# spoked wheels



## CliffyJ (Apr 29, 2009)

I need spoked RR wheels that are near 1" in diameter. I've emailed Sierra Valley to see how much they'd charge for custom ones; but I was hoping there would be something cheaper & more of a stock item.

This is for a rail car project, so the wheels need to have smooth running surfaces. Ozark has a 21" (not sure what scale), but I don't have a mini lathe to smooth them out. I'd like to go RC for this, so power pickup isn't an issue, but the wheels need to be electrically isolated from one another.

Here's the prototype, but I'll not be hugely picky on spoke count or whatever.










Any ideas?

Cliff


----------



## chuck n (Jan 2, 2008)

Cliff

LGB has plastic spoked wheels on their 2-axle European cars. If the car has lights, like the baggage car the wheels have a metal rim, tire.
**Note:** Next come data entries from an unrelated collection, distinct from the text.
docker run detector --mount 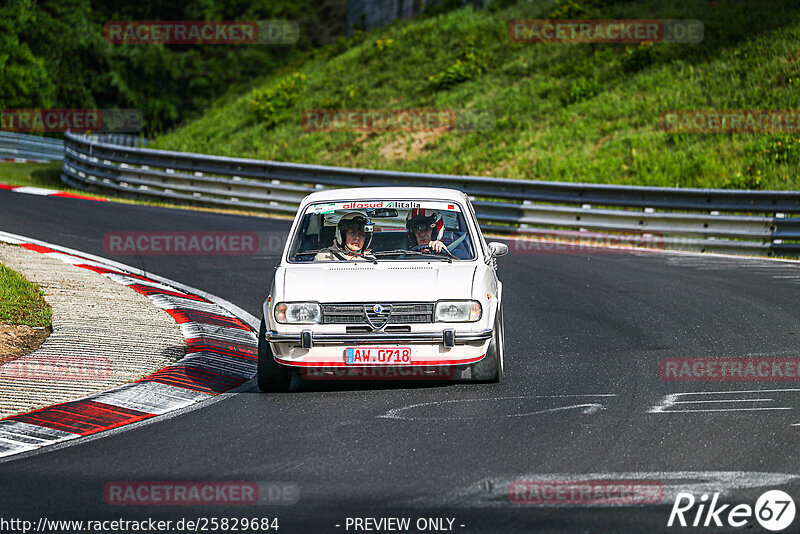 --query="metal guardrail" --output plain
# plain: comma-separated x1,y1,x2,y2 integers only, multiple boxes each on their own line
0,132,64,162
61,133,800,255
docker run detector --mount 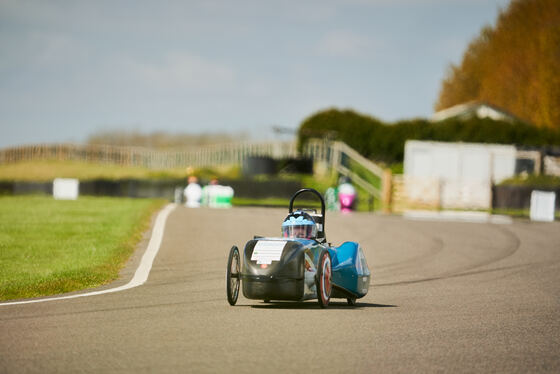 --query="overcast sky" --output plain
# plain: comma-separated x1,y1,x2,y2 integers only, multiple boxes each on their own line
0,0,509,147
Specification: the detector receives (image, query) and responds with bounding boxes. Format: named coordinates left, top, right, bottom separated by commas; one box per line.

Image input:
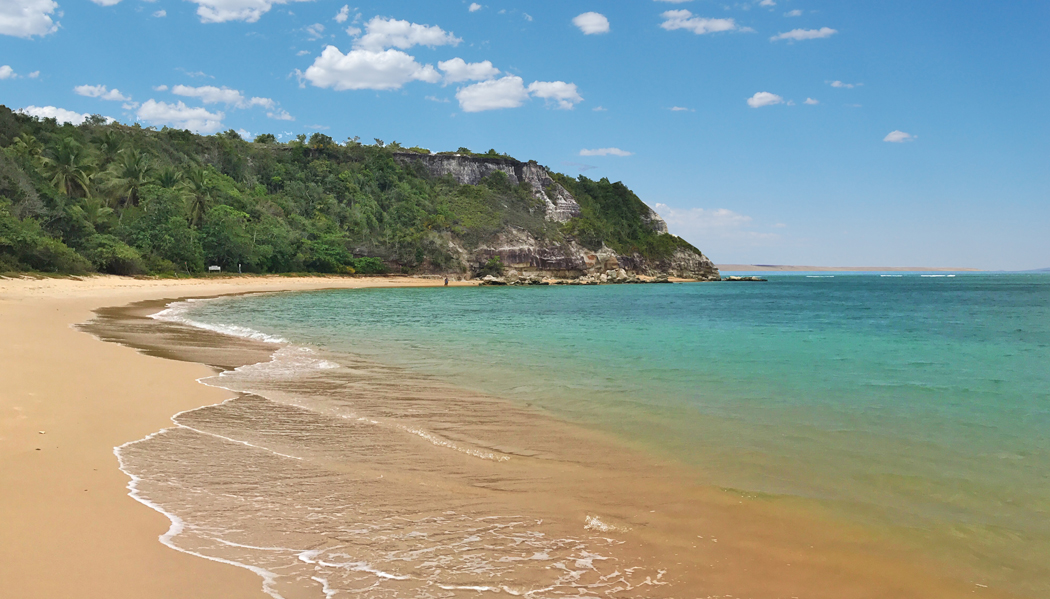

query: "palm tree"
left=106, top=149, right=153, bottom=210
left=42, top=138, right=95, bottom=198
left=11, top=133, right=44, bottom=166
left=186, top=167, right=211, bottom=228
left=78, top=198, right=113, bottom=229
left=153, top=166, right=186, bottom=190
You might check with Train-Li or Raindeer Pass.

Chuck


----------



## CliffyJ (Apr 29, 2009)

Hi Chuck, thanks for the reminder. Yes, I've seen the Train-Li wheels, and they're close enough on the spokes I suppose, but I suspect too large... But, who knows. I'll check with Train Li next week at ECLSTS, and measure them, thanks.


----------



## CliffyJ (Apr 29, 2009)

Maybe there are rims somewhere, that I could 3d print the spoked hubs for?


----------



## Fred Mills (Nov 24, 2008)

Cliff;
Contact me if you need LGB spoked wheels. I have a few that you can have for postage.
They are much like the regular LGB wheelsets, but are spoked with metal tires. [email protected]


----------



## David Leech (Dec 9, 2008)

Cliff,
Don't forget to 'look outside the G box'.
For example the smaller O gauge Hornby loco has spoked wheels just under an inch diameter.
Cheers,
David Leech, Delta, Canada


----------



## CliffyJ (Apr 29, 2009)

Thanks Fred, very kind of you!
Actually, I'll be seeing you next Thursday evening, if my bar calculations are correct....


----------



## CliffyJ (Apr 29, 2009)

Good idea David. I'll take my tape measurer to ECLSTS next week, and be on the lookout for out of the way O or G things like that.


----------



## Garratt (Sep 15, 2012)

Cliffy, check out Bachmann's hand car wheels. They are available as spare parts, I have a bunch. Approximately 27mm tread diameter with 8 spokes. Each wheel has half an axle which connect together with a plastic sleeve. They don't have a protruding axle like most wheels. The wheel hubs look similar to your picture but the wheel itself is not quite as pretty. 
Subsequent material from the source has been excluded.